Ähnlich ist es, als über die zentrale Rolle der Kirche im Kolonialismus gesprochen wird: "Wir haben über Rassismus gesprochen", sagt Lucía: "und wir haben eine Kirche, in der Jesus und Maria als Weiße dargestellt werden, was sie natürlich nicht waren. Ist das nicht widersprüchlich?" Der Papst antwortet: "Was ich für einen Widerspruch halte, ist, dass man sich nicht zu seiner eigenen Geschichte bekennt. Die Kirche hat die von dir genannten Phasen durchlaufen. Aber jeder von uns gehört zu einer Gesellschaft, einem Land und einer Kultur, die eine Vergangenheit haben." Sich zu seiner Vergangenheit zu bekennen, sei manchmal schwer, sogar für den Vatikan. Er habe den Herrn um Reinigung gebeten, doch: "Eine Reform der Kirche sollte von innen heraus geschehen", sagt er. Leider vergisst er zu erwähnen, welche Rolle er in der Kirche spielt und warum er die Veränderungen von innen nicht selbst anstößt.

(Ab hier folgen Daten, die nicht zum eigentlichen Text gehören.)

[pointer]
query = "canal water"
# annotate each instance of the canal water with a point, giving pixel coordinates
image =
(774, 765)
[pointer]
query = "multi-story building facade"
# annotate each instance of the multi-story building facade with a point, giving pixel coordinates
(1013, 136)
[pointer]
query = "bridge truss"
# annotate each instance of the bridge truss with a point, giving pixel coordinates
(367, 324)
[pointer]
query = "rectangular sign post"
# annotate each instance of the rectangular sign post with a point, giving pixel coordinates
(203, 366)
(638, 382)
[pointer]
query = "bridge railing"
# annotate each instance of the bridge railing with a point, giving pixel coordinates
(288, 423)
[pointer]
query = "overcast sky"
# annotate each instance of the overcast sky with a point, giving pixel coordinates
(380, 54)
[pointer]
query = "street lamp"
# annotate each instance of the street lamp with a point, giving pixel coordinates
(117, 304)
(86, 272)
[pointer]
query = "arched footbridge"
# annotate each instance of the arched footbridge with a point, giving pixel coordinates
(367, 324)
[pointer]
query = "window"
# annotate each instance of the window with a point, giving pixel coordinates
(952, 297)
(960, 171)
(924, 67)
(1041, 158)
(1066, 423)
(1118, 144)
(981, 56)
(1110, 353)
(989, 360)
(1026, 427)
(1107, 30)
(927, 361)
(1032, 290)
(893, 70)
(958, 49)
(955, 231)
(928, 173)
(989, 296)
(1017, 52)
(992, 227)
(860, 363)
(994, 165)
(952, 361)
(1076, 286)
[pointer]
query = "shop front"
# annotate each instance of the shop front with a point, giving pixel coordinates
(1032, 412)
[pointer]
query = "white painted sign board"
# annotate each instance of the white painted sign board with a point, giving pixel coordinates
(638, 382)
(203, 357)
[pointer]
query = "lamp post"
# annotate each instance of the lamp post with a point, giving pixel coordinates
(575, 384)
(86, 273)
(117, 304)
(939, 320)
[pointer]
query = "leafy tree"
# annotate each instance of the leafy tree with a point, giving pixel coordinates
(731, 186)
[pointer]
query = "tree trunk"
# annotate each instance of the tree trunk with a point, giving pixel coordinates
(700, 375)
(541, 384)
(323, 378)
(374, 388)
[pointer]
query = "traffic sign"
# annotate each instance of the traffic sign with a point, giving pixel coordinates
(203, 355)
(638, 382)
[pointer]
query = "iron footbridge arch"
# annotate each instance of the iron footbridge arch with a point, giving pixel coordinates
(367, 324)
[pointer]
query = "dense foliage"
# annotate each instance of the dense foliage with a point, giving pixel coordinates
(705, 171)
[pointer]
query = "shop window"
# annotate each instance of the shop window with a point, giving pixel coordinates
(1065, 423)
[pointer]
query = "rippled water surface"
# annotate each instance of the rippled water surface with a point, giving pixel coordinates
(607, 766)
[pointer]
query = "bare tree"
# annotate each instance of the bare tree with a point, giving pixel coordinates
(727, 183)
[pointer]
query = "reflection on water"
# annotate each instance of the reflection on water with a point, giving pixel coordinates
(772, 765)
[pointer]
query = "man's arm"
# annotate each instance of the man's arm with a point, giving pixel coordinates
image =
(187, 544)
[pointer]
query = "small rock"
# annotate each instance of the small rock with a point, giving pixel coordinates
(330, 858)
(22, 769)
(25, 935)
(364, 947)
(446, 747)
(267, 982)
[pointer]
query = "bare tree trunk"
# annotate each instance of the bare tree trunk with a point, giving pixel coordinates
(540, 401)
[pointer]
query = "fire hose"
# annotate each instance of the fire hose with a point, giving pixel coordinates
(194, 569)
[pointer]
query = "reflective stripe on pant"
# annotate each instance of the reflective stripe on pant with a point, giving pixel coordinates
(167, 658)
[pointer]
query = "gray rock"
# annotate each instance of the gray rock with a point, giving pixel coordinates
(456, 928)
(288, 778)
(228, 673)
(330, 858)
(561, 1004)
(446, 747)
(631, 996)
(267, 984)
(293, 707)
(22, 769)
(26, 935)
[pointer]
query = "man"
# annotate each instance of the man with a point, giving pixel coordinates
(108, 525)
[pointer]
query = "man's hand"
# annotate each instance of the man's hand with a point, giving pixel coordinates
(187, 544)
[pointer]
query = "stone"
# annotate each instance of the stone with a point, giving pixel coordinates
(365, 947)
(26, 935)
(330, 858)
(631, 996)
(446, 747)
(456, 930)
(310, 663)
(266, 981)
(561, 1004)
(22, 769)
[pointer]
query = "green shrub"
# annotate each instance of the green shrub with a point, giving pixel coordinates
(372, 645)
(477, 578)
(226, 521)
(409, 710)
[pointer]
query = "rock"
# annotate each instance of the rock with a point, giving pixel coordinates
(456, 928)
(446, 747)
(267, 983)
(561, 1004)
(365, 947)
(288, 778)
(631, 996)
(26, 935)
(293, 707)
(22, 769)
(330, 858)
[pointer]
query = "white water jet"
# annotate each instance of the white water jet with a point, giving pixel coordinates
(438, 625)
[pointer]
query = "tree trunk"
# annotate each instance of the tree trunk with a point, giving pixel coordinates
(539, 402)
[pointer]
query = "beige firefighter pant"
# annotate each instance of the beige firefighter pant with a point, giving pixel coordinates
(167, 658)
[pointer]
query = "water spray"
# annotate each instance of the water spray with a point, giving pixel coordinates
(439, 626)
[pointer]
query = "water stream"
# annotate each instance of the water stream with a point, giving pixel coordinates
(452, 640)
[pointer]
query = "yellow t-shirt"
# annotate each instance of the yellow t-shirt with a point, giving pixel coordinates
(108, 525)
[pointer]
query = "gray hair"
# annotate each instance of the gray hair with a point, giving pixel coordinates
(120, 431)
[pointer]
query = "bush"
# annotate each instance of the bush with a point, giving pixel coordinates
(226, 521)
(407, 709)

"AMEN: Ein Gespräch mit dem Papst" ist zweifellos eine spannende Produktion, weil es den Papst ungewohnt nahbar zeigt. Die vielen emotionalen und oftmals recht tränenreichen Schilderungen der jungen Protagonistinnen und Protagonisten machen betroffen und wirken noch lange nach. Ob es dem Papst ebenso geht? Immerhin sagt er am Ende: "Ich habe von euch viel gelernt. Ich bin euch dankbar für das Gute, das ihr mir getan habt."